The roni cup, also known as “cup and char” pepperoni, has long been a hallmark of pizza in Buffalo and parts of the Midwest, but over the last seven years, it’s been taking over New York City. Once sparingly available, the tiny pepp can be spotted on slices at more than a dozen shops across New York — from Emmy Squared in Williamsburg to Mama’s Too on the Upper West Side. Many new restaurants, including Seppe on Staten Island, are now even forgoing traditional pepperoni from the outset …
Other distributors and producers have been getting in on the game. Massoni, the restaurant in Manhattan’s Arlo Hotel once run by Dale Talde, has sourced its cupping pepperoni from Conca D’Oro since it opened in 2016. Lions & Tigers & Squares — a Detroit-style pizzeria from the Artichoke Pizza guys — opened in Chelsea in May 2018 with a proprietary roni cup made by Hormel. And Seppe Pizza Bar opened on Staten Island in December with them on the menu, though chef John Iovino wouldn’t disclose where they come from.
“It’s become an infestation, really,” says Paulie Giannone, who started using Ezzo roni cups at Paulie Gee’s Slice Shop in September, a few months after it opened. “It’s gotten a little out of hand, but they are delicious.”

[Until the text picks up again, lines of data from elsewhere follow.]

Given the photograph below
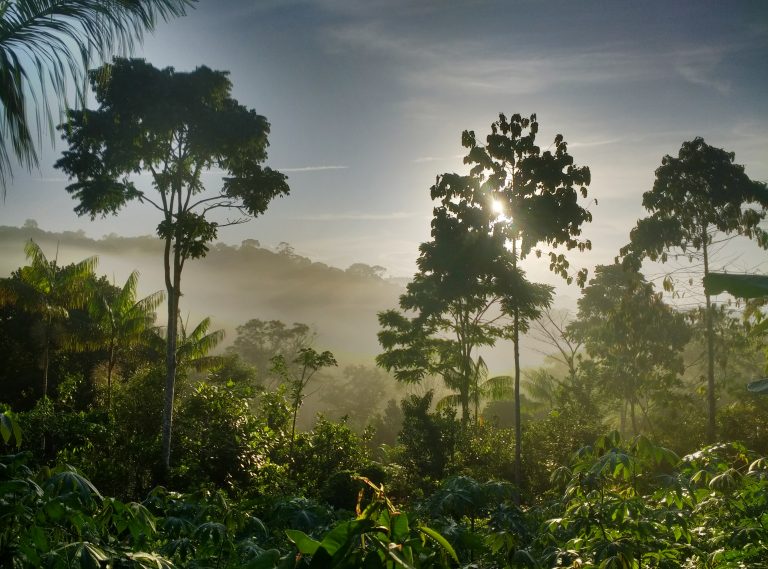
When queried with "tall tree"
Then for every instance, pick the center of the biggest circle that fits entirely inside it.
(460, 297)
(697, 196)
(45, 44)
(52, 291)
(537, 201)
(634, 339)
(174, 126)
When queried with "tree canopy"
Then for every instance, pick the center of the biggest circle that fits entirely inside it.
(45, 44)
(175, 126)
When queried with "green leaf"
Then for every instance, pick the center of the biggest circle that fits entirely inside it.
(432, 534)
(302, 541)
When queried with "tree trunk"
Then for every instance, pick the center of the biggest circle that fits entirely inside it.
(46, 356)
(172, 281)
(516, 346)
(518, 420)
(110, 368)
(711, 403)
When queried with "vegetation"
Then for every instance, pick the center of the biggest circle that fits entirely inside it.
(45, 45)
(608, 469)
(176, 127)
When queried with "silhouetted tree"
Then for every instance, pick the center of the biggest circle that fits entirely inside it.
(696, 196)
(461, 294)
(634, 339)
(174, 126)
(535, 195)
(45, 45)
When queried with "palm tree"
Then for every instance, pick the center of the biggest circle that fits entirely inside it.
(193, 347)
(46, 45)
(481, 387)
(45, 288)
(122, 321)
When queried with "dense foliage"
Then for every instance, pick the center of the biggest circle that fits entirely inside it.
(278, 460)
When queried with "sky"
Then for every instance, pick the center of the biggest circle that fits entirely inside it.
(367, 101)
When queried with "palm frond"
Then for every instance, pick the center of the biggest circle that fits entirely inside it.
(47, 44)
(451, 401)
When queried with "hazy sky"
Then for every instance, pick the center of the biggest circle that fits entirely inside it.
(368, 99)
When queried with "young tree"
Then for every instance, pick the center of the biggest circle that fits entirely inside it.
(697, 196)
(634, 339)
(536, 197)
(45, 44)
(309, 362)
(174, 126)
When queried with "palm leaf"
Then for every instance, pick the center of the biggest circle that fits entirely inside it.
(45, 45)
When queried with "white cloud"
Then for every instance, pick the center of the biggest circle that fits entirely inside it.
(312, 168)
(354, 216)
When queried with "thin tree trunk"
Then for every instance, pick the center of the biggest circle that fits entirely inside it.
(516, 347)
(110, 368)
(711, 403)
(518, 419)
(172, 281)
(46, 356)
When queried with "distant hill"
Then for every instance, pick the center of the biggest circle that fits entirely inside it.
(233, 284)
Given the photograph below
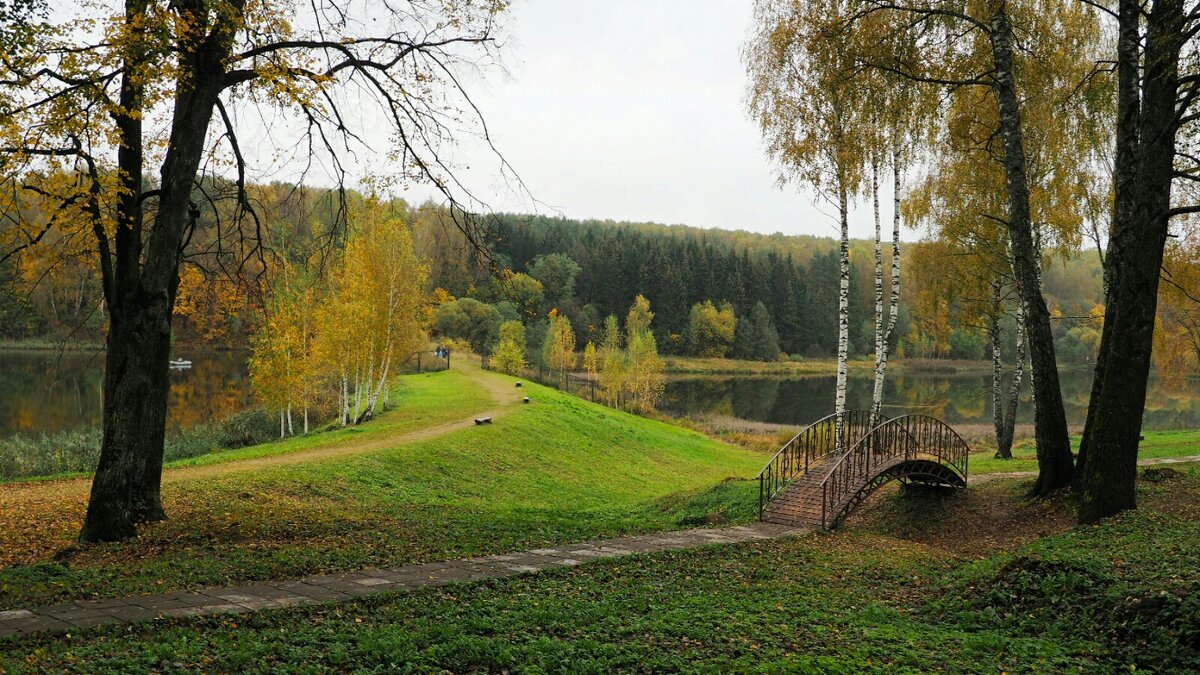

Though more aggressive distribution helped with availability, the social media appeal of the roni cups has undeniably increased demand. Hyland jokingly started a secret Instagram account dedicated to roni cups in 2016, reposting photos of other people’s cup and char pepperoni. It had a small following initially, and for half a year, he let it lie fallow. He started it up again in 2017 and this time it surged, going from a few hundred followers to nearly 13,000 today.